Después de los primeros éxitos del levantamiento armado maderista en contra de su régimen, Porfirio Díaz aceptó renunciar. Firmó los Tratados de Ciudad Juárez, empacó y partió para Francia el 31 de mayo de 1911. Desde su exilio en París, donde se había instalado, seguía con mucha atención el desarrollo de los acontecimientos en México, y se dio rápidamente cuenta de la fragilidad del nuevo gobierno, con el regreso de las insurrecciones de Zapata en Morelos y Orozco en Chihuahua.
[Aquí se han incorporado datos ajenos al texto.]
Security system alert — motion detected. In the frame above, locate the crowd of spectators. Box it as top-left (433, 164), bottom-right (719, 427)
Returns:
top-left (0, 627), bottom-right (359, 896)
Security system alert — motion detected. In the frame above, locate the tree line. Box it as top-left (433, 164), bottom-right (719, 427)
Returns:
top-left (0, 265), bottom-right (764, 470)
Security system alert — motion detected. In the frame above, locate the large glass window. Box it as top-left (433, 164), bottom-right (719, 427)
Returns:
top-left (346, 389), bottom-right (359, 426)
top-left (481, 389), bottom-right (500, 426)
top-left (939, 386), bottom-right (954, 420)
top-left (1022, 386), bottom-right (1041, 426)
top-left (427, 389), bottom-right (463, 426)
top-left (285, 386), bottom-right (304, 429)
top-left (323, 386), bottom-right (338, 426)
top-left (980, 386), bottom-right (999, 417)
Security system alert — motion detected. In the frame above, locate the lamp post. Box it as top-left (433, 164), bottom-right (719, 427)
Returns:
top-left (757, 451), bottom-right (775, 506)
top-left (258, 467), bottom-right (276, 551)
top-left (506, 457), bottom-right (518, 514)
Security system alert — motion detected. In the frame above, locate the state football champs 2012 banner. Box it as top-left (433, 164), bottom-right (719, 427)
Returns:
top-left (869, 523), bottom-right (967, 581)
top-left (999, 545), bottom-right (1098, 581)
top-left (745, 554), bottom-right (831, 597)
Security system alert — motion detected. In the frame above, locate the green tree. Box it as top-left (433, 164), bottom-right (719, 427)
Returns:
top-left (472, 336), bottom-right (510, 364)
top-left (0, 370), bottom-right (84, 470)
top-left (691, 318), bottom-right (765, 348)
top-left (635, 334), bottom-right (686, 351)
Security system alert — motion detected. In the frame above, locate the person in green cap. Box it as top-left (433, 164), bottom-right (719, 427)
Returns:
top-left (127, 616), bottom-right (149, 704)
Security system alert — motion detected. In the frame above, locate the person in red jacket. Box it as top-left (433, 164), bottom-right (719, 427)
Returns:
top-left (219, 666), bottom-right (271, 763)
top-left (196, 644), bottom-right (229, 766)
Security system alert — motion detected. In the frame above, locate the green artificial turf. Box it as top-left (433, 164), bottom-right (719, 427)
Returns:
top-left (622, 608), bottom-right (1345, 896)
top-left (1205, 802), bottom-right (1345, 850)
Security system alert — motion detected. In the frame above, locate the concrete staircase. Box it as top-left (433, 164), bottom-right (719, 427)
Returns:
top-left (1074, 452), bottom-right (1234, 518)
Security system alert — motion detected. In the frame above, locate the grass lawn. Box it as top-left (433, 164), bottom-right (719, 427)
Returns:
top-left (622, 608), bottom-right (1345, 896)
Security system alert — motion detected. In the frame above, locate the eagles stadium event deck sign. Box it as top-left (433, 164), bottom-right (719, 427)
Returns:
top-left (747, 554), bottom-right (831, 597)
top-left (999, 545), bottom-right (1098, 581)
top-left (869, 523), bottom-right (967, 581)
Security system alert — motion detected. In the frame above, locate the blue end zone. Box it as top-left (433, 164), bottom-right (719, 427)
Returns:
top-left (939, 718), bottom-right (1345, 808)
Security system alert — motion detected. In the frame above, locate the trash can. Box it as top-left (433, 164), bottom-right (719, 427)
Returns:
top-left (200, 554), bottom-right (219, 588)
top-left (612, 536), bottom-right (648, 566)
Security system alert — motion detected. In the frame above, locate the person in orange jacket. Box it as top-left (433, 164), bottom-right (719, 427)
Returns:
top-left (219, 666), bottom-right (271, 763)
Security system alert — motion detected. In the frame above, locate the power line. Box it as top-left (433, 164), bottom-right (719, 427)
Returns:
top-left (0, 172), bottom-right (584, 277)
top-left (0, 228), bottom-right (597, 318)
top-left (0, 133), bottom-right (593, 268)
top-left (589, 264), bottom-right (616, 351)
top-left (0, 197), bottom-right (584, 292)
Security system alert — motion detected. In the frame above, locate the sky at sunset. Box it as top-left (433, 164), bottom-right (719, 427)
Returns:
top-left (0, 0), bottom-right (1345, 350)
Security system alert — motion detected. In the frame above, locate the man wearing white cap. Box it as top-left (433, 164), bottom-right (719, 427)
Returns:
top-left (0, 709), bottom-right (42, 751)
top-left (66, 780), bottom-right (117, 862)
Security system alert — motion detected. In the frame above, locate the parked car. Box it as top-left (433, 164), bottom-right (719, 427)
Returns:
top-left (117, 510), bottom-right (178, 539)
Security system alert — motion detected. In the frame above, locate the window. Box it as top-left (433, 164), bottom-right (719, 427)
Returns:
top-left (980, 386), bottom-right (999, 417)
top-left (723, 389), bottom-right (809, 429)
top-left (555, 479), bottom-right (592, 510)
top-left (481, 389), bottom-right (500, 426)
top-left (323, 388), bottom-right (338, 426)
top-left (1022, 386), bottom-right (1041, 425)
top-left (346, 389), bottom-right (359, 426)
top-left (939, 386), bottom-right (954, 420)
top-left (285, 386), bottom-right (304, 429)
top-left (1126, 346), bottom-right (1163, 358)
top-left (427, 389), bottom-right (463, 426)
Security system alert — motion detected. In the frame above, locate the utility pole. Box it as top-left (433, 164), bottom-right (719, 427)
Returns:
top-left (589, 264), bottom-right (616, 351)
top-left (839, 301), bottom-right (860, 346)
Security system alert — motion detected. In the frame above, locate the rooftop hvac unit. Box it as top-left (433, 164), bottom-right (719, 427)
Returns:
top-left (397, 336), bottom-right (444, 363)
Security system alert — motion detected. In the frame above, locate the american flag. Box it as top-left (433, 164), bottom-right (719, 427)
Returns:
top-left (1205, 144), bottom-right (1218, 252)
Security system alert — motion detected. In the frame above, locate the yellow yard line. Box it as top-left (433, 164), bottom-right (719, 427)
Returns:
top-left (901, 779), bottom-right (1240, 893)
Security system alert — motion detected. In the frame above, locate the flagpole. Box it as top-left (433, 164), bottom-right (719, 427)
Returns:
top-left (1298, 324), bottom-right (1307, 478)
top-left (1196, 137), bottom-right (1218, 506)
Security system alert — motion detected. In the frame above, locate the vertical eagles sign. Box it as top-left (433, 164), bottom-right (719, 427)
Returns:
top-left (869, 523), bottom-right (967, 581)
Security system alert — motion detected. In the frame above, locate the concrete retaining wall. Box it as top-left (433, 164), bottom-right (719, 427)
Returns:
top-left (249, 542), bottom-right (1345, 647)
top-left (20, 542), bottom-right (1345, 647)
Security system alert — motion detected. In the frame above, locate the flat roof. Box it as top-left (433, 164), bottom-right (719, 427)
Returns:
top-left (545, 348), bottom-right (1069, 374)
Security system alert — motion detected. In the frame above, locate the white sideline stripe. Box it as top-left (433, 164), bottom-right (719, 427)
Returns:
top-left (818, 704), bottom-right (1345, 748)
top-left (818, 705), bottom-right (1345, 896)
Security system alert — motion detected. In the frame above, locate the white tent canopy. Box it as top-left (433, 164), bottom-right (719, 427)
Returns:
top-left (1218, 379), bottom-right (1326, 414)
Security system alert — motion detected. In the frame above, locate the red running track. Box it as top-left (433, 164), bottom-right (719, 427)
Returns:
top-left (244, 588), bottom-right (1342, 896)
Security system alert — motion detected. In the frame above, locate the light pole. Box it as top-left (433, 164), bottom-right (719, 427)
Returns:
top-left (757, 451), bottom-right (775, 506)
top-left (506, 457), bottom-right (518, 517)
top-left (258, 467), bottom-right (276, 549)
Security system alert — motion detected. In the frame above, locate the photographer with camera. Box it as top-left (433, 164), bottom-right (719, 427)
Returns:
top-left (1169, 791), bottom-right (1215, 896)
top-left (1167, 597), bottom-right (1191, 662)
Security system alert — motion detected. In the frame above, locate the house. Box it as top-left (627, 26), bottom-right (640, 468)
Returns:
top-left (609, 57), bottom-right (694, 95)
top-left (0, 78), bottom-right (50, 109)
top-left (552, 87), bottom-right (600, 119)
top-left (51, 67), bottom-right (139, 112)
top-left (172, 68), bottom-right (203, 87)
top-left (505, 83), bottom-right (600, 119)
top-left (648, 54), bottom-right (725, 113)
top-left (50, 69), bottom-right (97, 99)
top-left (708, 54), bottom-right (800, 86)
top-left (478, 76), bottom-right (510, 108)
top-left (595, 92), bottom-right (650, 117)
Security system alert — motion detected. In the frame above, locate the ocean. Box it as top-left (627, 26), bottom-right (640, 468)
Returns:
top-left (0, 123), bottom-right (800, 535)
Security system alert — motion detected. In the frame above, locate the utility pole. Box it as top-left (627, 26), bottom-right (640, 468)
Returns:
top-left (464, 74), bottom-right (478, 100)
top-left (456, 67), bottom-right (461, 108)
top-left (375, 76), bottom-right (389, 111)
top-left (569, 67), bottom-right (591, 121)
Como resultado de profundas reflexiones, el ex presidente envió una carta muy reveladora a un amigo personal, el ingeniero Enrique Fernández Castelló, miembro destacado de la aristocracia porfiriana. En este documento poco conocido, expresa su pesar por no haber sido lo suficientemente duro con el movimiento iniciado por Francisco I. Madero. Consideraba que esta actitud era la responsable del fracaso del ejército federal y de “la infelicidad nacional”. La carta decía:
“En cuanto a las plagas que afligen al pobre México, nada de lo ocurrido hasta hoy es tan grave como lo pronosticado… ahora siento no haber reprimido la revolución, tenía yo armas y dinero; pero ese dinero y esas armas eran del Pueblo, y yo no quise pasar a la historia empleando el dinero y las armas del pueblo para contrariar su voluntad, con tanta más razón cuanto podía atribuirse a egoísmo, una suprema energía como la que otra vez apliqué a mejor causa, contra enemigo más potente y sin elementos. Digo que siento no haberlo hecho porque a la felicidad nacional, debí sacrificar mi aspecto histórico.”
Resulta muy revelador este documento, en varios respectos. Comprueba primero que el amor de Don Porfirio por su tierra natal lo conduce a seguir atentamente los acontecimientos consecutivos al cambio de gobierno. Sus comentarios suenan más como remordimientos que como arrepentimientos. Por otro lado, revela la lucidez del viejo dictador, a pesar de su edad. Finalmente, traduce su inquietud legítima en cuanto al futuro desarrollo del movimiento revolucionario y sus consecuencias.